The course that PresBush and the GOP Congress has set for the future of the federal government is not a direction that will advance a conservative agenda. The federal government is headed down a path of increased welfare entitlement spending and a larger federal bureaucracy. Not to mention, a ongoing liberal policy of open borders and amnesty for criminal immigrants.
While the liberals and their media cohorts make a lot of noise, they have no power. The GOP controls the whole show in WashDC, however, they haven't used that power to craft a conservative government. The GOP has basically wasted an historic opportunity to reshape American politics.
I sometimes wonder if anti Bushers find him an easy target away from themselves for their own negligence in doing the hard work of helping to elect responsible candidates to public office. Pres Bush is President of all of this country's citizens so I do not go crazy every time he swerves from my point of view. Who hollered the loudest about the need for Social Security reform and then were not to be heard from when the Pres spent considerable time going around the country trying to get some action on reforms? Then the gripe was about him spending 'political capital' on that instead of ----fill in the blanks. I think the term CONSERVATIVE needs to be defined each time a particular individual uses it to push their position because Lord knows I cannot always make the connection between the word conservative and the context in which it is being used. I think President Bush is doing the best he can with the few good senators and representatives that are putting this country first. He is a hard working man and a good man. Thank God for that.

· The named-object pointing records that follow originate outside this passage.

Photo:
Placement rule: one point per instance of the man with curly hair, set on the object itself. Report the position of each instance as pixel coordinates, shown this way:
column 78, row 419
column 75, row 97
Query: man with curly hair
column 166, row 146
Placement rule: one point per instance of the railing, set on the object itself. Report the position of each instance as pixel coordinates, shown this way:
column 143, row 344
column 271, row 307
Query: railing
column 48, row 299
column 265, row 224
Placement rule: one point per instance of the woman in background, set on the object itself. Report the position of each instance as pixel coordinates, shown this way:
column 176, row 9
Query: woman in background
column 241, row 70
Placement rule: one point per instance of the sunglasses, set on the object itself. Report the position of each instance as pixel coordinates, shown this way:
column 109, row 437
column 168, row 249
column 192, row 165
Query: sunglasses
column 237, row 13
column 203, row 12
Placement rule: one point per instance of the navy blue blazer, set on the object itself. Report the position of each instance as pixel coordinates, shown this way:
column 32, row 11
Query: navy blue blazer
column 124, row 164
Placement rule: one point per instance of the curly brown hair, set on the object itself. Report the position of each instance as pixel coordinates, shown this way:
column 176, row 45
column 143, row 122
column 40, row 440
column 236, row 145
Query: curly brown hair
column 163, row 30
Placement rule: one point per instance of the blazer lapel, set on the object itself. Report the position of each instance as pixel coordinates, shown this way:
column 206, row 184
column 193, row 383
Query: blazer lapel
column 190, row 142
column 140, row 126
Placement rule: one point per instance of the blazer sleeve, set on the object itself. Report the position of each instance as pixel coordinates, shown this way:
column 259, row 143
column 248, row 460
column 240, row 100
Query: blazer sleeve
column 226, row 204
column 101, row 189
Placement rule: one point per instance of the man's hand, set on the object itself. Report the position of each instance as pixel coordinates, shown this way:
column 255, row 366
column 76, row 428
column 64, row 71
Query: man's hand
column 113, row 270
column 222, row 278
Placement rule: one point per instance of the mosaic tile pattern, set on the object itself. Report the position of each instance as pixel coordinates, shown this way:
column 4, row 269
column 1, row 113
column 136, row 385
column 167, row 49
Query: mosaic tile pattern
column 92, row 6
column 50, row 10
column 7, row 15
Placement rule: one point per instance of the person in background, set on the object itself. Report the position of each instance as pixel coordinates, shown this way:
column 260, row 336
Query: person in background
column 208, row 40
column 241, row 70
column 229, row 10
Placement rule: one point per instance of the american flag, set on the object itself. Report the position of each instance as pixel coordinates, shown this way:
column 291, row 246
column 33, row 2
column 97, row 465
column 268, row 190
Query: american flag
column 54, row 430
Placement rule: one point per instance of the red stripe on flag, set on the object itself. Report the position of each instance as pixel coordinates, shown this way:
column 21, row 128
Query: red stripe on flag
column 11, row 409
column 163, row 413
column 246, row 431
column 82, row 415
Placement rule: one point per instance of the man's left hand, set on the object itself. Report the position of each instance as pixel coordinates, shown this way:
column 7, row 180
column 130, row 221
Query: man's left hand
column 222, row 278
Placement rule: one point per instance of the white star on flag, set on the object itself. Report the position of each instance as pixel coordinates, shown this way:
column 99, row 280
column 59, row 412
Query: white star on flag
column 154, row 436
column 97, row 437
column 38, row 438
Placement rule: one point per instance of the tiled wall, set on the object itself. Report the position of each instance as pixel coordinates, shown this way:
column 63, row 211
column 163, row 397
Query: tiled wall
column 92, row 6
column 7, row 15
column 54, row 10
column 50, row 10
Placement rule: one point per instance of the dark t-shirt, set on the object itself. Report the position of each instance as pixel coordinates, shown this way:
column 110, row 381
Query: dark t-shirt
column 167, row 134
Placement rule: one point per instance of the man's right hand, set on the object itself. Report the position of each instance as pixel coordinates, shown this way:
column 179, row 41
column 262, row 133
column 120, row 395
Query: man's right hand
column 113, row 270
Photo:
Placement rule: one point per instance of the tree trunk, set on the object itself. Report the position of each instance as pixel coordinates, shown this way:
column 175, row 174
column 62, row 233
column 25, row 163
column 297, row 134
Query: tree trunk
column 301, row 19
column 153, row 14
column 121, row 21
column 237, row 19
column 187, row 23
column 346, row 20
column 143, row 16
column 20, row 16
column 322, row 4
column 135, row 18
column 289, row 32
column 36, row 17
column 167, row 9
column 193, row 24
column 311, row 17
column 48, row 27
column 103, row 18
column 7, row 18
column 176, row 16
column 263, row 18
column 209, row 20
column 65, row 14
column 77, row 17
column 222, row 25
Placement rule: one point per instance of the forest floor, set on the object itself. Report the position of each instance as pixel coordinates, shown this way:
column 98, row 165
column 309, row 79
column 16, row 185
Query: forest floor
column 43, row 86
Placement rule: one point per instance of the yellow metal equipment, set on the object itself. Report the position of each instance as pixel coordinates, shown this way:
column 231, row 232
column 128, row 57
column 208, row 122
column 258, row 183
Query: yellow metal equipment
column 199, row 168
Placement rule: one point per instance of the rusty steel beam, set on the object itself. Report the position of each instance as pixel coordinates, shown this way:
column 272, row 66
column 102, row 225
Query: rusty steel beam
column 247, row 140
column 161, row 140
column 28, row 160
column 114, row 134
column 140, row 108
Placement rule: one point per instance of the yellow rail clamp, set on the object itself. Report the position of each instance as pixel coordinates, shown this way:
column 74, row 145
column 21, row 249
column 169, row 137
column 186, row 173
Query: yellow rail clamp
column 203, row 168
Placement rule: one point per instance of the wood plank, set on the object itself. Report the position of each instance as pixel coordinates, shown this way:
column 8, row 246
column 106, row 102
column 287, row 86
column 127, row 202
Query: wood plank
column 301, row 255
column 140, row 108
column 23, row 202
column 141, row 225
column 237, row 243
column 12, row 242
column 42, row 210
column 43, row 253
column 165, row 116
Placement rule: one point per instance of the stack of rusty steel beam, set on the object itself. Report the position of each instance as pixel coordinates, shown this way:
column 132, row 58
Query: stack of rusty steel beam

Well, if the way he's securing our borders is the best he can do, I think we need to get someone else. It's pretty clear to me that he's putting Mexico first.
Finally someone who gets it. I don't know what everyone was expecting. Some people seem to think that every time President Bush has a thought different from theirs, we should hang him. It's about time people get a clue. You can't always get what you want. I don't always agree with President Bush but he is the best person for the job.